List Pim Fortuyn, which emerged as the second largest party in Wednesday's election, chose Mr Mat Herben (49), the party spokesman, as leader.
Mr Jan Peter Balkenende, the Christian Democrat leader whose party won most seats in the new parliament, is to start coalition talks with List Pim Fortuyn and the Liberal VVD.
Mr Herben said yesterday his party expected to be in the new government.
"We want to create a stable government to fulfil the aims of our party on health, education and reducing crime," he said.
A former defence ministry spokesman, Mr Herben lacks Mr Fortuyn's charisma but in a party of political newcomers he will be viewed as a safe choice for leader. Analysts predicted yesterday he would be willing to compromise, pointing out that he did not mention the party's demand for a halt to immigration.
Dutch newspapers suggested that Mr Wim Kok's centre-left government had itself to blame for losing power on Wednesday. Mr Kok's Labour Party lost almost half its seats and the new leader, Mr Ad Melkert, has resigned.

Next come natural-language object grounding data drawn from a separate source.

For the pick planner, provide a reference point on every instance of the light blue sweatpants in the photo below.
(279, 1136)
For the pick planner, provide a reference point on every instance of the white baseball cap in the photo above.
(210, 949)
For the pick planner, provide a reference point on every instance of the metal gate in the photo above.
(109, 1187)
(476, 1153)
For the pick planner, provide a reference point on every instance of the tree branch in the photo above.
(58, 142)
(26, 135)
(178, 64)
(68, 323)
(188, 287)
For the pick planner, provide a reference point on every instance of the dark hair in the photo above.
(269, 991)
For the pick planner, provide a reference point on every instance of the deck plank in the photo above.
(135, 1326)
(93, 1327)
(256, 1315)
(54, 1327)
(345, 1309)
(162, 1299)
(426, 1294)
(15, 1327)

The editorials said Mr Kok was so focused on balancing the state budget that he ignored citizens' concerns about deterioriating public services, rising crime and immigration.

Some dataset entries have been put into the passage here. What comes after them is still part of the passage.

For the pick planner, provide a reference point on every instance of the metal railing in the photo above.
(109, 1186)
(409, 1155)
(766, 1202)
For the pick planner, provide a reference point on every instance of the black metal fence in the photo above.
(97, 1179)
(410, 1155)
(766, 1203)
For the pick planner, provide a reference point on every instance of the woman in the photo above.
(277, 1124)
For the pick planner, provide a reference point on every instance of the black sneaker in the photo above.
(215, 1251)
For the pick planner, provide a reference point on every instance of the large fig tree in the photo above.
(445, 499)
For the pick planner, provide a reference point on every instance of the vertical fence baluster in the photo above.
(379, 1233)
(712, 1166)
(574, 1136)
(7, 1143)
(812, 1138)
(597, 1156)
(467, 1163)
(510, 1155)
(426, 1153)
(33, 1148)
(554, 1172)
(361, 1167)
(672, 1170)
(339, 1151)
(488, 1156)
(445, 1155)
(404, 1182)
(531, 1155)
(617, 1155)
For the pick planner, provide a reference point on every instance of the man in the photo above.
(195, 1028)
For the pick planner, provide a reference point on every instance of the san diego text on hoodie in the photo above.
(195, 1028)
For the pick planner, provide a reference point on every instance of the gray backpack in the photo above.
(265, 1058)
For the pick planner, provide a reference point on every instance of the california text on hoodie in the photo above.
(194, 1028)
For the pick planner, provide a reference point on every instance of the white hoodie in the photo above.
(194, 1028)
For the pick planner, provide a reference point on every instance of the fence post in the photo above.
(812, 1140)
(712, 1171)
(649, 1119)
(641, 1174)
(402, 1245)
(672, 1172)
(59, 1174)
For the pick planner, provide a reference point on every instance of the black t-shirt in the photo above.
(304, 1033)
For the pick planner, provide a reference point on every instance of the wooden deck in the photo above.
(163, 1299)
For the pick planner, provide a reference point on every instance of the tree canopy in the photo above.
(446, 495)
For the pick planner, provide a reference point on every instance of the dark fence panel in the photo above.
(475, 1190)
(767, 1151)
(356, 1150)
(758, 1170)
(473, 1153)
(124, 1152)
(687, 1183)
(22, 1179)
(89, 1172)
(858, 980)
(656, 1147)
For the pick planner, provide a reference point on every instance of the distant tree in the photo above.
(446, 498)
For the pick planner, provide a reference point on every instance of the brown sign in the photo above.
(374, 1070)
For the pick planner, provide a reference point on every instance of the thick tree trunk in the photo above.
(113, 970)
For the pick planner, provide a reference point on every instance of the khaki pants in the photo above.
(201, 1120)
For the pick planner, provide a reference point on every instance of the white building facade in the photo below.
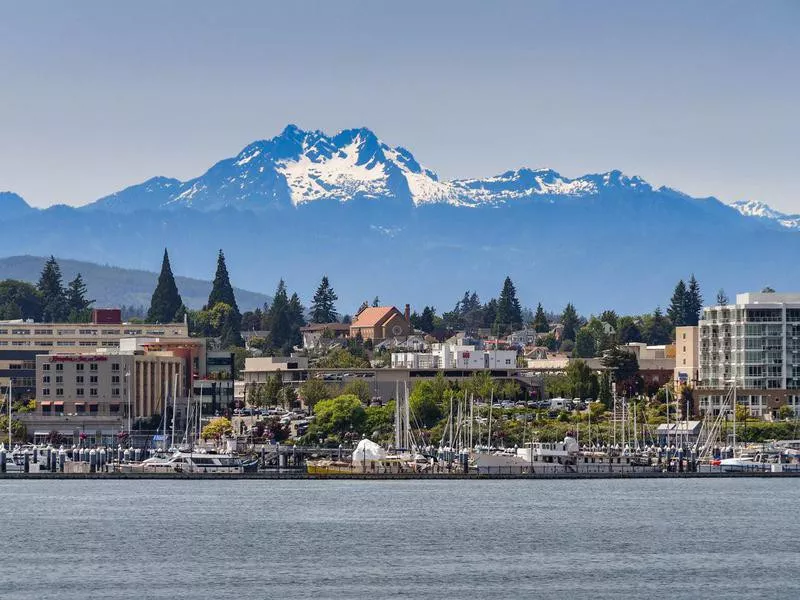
(451, 356)
(753, 345)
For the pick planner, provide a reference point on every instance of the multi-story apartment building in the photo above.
(22, 341)
(754, 346)
(96, 392)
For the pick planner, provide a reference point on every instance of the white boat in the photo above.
(557, 457)
(188, 462)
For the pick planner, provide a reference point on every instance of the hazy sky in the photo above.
(701, 96)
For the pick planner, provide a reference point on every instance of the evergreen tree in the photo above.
(50, 286)
(509, 312)
(166, 302)
(230, 335)
(694, 302)
(279, 320)
(585, 344)
(540, 324)
(77, 304)
(678, 306)
(221, 289)
(323, 309)
(569, 320)
(297, 321)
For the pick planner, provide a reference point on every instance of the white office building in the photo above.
(753, 344)
(453, 356)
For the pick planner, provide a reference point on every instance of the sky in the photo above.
(701, 96)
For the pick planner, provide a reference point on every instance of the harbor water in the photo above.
(677, 538)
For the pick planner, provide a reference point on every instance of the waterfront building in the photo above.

Mr Balkenende has indicated the new government will crack down on crime and could even close the Netherlands's famous coffee shops which sell marijuana. The government is likely to oblige immigrants to integrate more fully into Dutch society and could toughen rules for asylum-seekers.
The Netherlands's European Commissioner, Mr Frits Bolkestein, predicted yesterday the new government will collapse within months. Speaking in Brussels, he said the election result guaranteed instability.
"The outcome has created a completely unpredictable, unpredicted and new situation in my country, with a lopsided parliament and therefore it's very difficult to foresee what will be the outcome of that parliament, and what the next government will look like," he said.
Mr Bolkestein, a former leader of the Liberal VVD, said Mr Fortuyn had wreaked havoc in death as well as in life and that the Dutch election showed the perils of politicians trying to get too close to the people.
"May I use this opportunity to throw a seed of doubt on the principle of getting very close to the man in the street and listening very carefully to what he wants to do and then doing it. Perhaps that principle should be a bit relativised. Perhaps there should be a certain distance between the politicians and the people who elect them," he said.
Berlin's Tagesspiegel newspaper warned: "A startled Europe is rubbing its eyes: whether Norway, Denmark, Switzerland, Austria, Italy, Portugal, France, Belgium or now Holland - everywhere the right-wing populists are on the march. Europe is sick. It would help if this election finally made it aware of this."